The Credit Union National Association (CUNA) released a survey that finds that among smartphone users, more than half use their phone to make some type of mobile payment (defined as “any payment done using a mobile phone”). The survey also revealed that regardless of whether a smartphone owner uses mobile payments or not, security remains the foremost concern.
More than three-quarters of respondents (77.7 percent) listed security as their most serious concern. Other concerns were much less significant, no other category garnering more than 10 percent, including battery life of phone (6.9 percent), confusing to use (6.4 percent), not enough rewards/bonus features (5.1 percent), and inability to track a budget (4.0 percent).

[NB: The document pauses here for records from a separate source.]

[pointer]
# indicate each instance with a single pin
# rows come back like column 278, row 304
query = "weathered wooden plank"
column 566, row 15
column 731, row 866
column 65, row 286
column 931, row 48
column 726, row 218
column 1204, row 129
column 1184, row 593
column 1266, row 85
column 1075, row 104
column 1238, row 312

“The fact that the overwhelming majority of smartphone users listed security as a top concern is a reminder to financial institutions and others that offer mobile payments that users won’t sacrifice convenience for security,” said CUNA Executive Vice President Paul Gentile. “While there have been many advances made with mobile security in recent years, respondents’ concerns over security indicate financial institutions and companies in the mobile space must continue to stress their focus on security with their customers.”
Among respondents who use mobile payments, 91.6 percent indicate that ease of use is the greatest benefit. The most common single transaction dollar amount for a mobile payment was over $50 (34 percent), followed by less than $25.01 – $50 (9.2 percent), $10.01 – $25 (7.6 percent), $5.01-$10 (3.2 percent), and $0.01 – $5 (1.7 percent), 44.3 percent indicated that they don’t use mobile payments.
When it comes to rewards, traditional payment methods are still preferred over mobile payments. Mobile payments were viewed the least favorably with regard to rewards, bonus features, and points (6.1 percent). A plurality of respondents (41.8 percent) preferred credit cards, while 25.9 percent preferred debit cards, and 26.2 percent were unsure.
When broken down by age groups, the greatest use of mobile payments came from respondents ages 30-44 (59.6 percent), followed by 18-29 (57.9 percent), 45-60 (47.8 percent), and 61+ (24.1 percent). The survey also suggests that more women (54.5 percent) than men (47.6) use mobile payments.
CUNA’s Mobile Payments Survey polled 1,046 people via the internet from a population of mobile phone users. The respondents were 51.3 percent female and 48.7 percent male. 18.2 percent of respondents reported household income of less than $25,000, 13.9 percent reported less than $50,000, 32.0 percent reported less than $100,000, 18.1 percent reported less than $150,000 and 17.8 percent reported more than $150,000. The United States Census Bureau regions reported were representative as well, with no region making up more than 16.5 percent of responses.